Faking enthusiasm
a SUIT column by Chris Jungle

I'm combing the job market yet again. My two or three day a week job has once again said they cannot provide me any shifts. While I relish having several days off, I'm not financially stable enough to play around with weeds in my hair and dirt on my socks all the time. Like most, I have to pay for rent, utilities, and food. Everything else is a luxury, but I still need six hundred bucks a month.

Six hundred bucks a month. It doesn't sound like that much. Actually, let's make it seven hundred just so I can go to a ball game and rent old Woody Allen movies to pretend I'm a writer.

It's not like I've never worked in my life. I have had a number of jobs with absolutely no connection with each other. A cashier for a 24-hour diner, a semi loader for UPS, a kennel worker and dog food delivery man, an assistant at a homeless shelter, and, lately, taking care of mentally and behaviorally frustrated children. What does that make me qualified to do? I have no idea.

Even though I worked each of those jobs for reasonable amounts of times, I can't in all honesty admit I enjoyed them. They were means for obtaining my seven hundred dollars a month, and I could do the jobs adequately if not better.

So what do I want to do? If I could get away with reading all the good literature, listening to inspiring music, walking around in a loose pair of shorts, and coming up with obscure and entertaining fictional stories, I would take that job in a second. Of course, not too many people get paid for what they do in their free time. That's why it's called free time.

Now I have to dress snazzier, fill out application after application explaining my education, employment experience, and three references to my character. Maybe I'll get an interview and have to fake some enthusiasm for the job. One question always asked by interviewers is "Why do you want to come and work for us?" No matter what you say, just make sure your answer is not "I need seven hundred dollars a month, so I can continue to live without bank loans and credit card debts." You won't get the job that way.

While everyone works jobs for money, no employer wants to hear that little tidbit of truth. They enjoy phrases like "I've always been interested in the renting out of pornographic material and making the customer happy," "Waiting tables brings out the best qualities I have to offer," and "There is no doubt selling insurance is the most noble profession a man like myself could ever obtain, and by hiring me, you'd be making all of my dreams come true. Bless you and your fully-covered family." That may be a bit too much, but it's better to pour it on a little thick rather than coming off nonchalant.

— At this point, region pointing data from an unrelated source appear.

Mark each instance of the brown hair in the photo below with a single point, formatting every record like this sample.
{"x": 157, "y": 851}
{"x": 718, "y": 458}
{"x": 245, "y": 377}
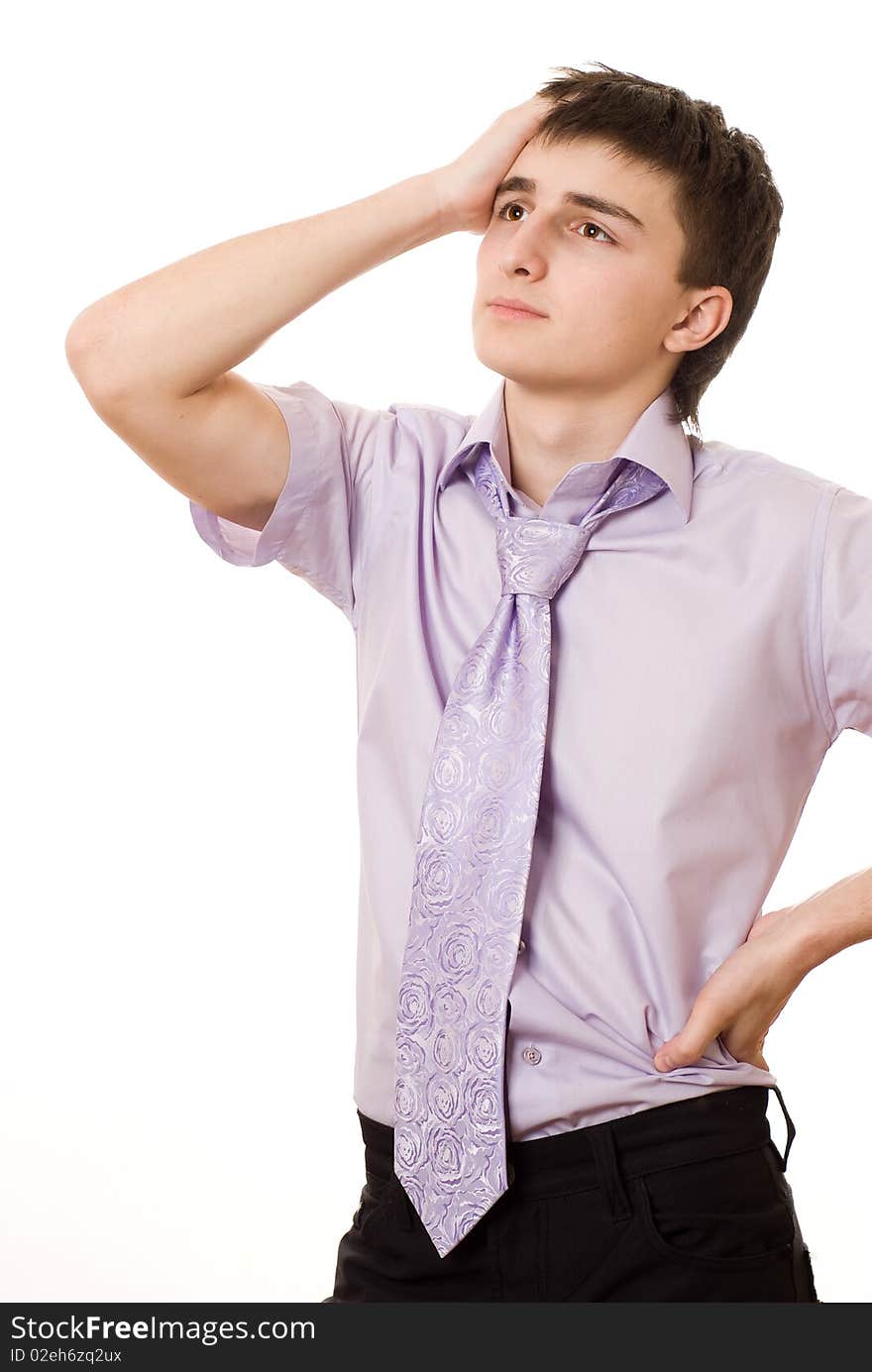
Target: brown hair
{"x": 725, "y": 198}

I don't relish most forms of employment. I can, however, tolerate most for a little while. I've shoveled shit (literally), picked up heavy boxes and stacked them on other heavy boxes, burned my fingers on chicken fryer oil while cleaning the cookers, tied emotionally out of control children in restraints, told drunk and belligerent homeless folks to leave while it was less than thirty degrees outside, and many other less than stellar deeds of which I'm sworn to secrecy. All in the attempt of getting seven hundred dollars a month, so I can spend the rest of my time writing pieces few people will ever read.

Even though it stinks to look for jobs, there is always something out there. All you have to do is get desperate enough. Morals and dignity are the first things to go when getting a job. All in the feeble attempt to be among the ranks of the employed.

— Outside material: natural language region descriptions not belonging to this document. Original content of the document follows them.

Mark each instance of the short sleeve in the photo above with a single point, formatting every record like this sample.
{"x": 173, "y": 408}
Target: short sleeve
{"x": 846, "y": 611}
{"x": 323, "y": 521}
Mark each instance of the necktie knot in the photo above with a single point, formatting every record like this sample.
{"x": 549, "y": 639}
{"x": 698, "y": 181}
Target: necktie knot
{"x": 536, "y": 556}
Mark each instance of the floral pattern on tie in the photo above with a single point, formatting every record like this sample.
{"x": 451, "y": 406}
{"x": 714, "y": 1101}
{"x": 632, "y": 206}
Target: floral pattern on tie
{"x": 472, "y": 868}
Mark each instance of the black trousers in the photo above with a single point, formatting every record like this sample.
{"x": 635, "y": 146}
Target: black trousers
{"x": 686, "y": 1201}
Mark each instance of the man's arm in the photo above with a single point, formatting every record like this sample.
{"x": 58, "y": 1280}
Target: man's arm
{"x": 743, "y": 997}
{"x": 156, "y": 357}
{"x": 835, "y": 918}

I've never been on welfare, but I can see the attraction. Someone else flipping the bill for your existence. Unfortunately, that someone happens to be the government, and I figure I shouldn't take money from an entity I'm not always fond of. Besides, it would just give Republicans a reason to yell at me and Democrats a reason to pity me. I'd rather stay clear of all of those reindeer games.

Maybe I should stop saying what I think and become one of those columnists who obsesses over Ken Starr, Linda Tripp, Chinese influences, and Clinton, Clinton, Clinton every week. Every week! I guess I could get engrossed by such topics and rant on them all the time, but I'm unemployed right now and looking for seven hundred dollars.

Chris Jungle has been babbling to the faceless masses for four years without hardly any monetary compensation. How's that for job dedication?